Has the Church Learned Anything From Ferguson?

Has the Church Learned Anything From Ferguson? October 17, 2014

It amazes me that the small town of Ferguson, essentially unknown to most of the country just 10 weeks ago, is now a part of conversations happening all over America and around the world. Its story has so impacted us that we use Ferguson as a noun, not to describe the city, but to more concisely say “the black community whose legal protests and acts of civil disobedience showcased to America that distrust of police is often the result of a history of exaggerated responses of violence toward people of color.”

Ferguson has become synonymous with resistance.

As Ferguson marches on, they have become a great teacher.
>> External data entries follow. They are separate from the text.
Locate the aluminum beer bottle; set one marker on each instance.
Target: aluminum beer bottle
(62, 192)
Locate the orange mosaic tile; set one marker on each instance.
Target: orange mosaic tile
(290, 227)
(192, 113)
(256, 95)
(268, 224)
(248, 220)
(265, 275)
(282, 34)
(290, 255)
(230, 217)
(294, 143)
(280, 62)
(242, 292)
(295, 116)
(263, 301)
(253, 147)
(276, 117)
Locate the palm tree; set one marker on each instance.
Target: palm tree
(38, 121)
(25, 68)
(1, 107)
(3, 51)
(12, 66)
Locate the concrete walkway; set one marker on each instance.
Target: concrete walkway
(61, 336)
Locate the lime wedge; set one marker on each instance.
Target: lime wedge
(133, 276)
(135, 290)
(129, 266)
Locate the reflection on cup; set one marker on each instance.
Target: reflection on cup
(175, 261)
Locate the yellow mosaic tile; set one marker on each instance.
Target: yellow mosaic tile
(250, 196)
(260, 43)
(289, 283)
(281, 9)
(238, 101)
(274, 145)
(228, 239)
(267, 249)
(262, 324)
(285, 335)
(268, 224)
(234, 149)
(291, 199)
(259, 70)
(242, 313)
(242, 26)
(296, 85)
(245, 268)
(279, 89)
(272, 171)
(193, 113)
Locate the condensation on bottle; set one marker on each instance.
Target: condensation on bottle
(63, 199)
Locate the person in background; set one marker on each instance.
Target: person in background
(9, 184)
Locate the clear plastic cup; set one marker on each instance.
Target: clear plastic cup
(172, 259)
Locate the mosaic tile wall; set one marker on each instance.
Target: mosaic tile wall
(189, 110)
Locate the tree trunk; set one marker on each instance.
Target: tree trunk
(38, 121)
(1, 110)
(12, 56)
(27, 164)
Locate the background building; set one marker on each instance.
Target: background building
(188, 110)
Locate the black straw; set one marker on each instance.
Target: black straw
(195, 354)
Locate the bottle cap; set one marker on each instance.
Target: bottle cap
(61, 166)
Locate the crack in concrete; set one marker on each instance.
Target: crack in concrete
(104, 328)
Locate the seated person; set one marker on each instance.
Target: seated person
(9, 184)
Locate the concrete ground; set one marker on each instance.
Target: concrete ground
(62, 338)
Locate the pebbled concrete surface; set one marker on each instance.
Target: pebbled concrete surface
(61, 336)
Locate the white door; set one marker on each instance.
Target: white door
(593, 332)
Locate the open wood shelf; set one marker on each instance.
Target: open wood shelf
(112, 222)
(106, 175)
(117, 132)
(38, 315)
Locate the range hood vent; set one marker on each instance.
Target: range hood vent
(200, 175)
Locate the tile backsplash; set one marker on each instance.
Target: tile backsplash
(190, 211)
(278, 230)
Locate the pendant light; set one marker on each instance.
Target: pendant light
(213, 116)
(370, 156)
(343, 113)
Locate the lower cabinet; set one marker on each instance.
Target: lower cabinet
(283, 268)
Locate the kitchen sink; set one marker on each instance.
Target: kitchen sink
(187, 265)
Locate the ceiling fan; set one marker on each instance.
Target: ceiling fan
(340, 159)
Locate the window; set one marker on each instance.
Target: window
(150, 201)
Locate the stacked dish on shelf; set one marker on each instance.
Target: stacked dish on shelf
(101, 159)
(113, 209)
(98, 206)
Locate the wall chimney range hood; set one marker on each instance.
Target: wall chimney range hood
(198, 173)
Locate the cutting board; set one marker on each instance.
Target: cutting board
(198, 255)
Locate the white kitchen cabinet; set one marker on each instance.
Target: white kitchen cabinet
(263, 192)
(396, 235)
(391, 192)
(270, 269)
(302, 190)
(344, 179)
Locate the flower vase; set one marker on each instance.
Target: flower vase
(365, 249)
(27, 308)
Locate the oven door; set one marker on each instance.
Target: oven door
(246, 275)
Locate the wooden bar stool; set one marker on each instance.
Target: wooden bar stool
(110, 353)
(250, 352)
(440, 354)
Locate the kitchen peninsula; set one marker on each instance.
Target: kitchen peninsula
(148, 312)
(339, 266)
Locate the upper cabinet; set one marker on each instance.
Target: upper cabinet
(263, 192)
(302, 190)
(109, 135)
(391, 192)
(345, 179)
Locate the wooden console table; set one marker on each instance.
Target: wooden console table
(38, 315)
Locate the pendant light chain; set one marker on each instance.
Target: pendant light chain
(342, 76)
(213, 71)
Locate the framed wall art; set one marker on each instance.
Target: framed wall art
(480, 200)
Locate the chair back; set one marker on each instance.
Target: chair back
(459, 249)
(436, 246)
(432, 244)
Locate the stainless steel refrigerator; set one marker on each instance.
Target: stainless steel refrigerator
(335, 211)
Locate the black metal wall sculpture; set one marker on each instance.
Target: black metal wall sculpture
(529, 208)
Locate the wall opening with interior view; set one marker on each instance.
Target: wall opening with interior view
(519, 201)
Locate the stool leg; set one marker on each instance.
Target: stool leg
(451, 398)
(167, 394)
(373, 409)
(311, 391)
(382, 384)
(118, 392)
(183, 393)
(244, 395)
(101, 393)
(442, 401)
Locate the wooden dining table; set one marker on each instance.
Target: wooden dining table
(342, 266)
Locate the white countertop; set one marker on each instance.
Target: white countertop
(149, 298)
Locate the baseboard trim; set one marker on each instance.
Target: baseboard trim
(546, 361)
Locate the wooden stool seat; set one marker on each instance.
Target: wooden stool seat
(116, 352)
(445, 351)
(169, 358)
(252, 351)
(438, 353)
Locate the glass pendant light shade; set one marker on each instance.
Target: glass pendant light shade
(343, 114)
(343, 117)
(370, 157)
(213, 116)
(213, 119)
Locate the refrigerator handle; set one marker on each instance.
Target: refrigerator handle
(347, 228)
They taught us about military-grade weapons being used in small, suburban towns. They reminded us of the importance of journalism and its necessity to record police abuses. They taught us the power of social media to bypass traditional modes of broadcasting and still capture the attention of people around the world. They asked us to make the systemic connections between Eric Garner, John Crawford, and Michael Brown, refusing to consider these deaths isolated incidents of coincidence.

More than 10 weeks since the first protests sparked, Ferguson is still teaching us about leading a sustained, creative movement. Ferguson forced us to revisit the words of Martin Luther King Jr., to dig up pictures of the 1960s protests, to ask ourselves, “how far have we really come?”

Ferguson is a great teacher, but are we great students?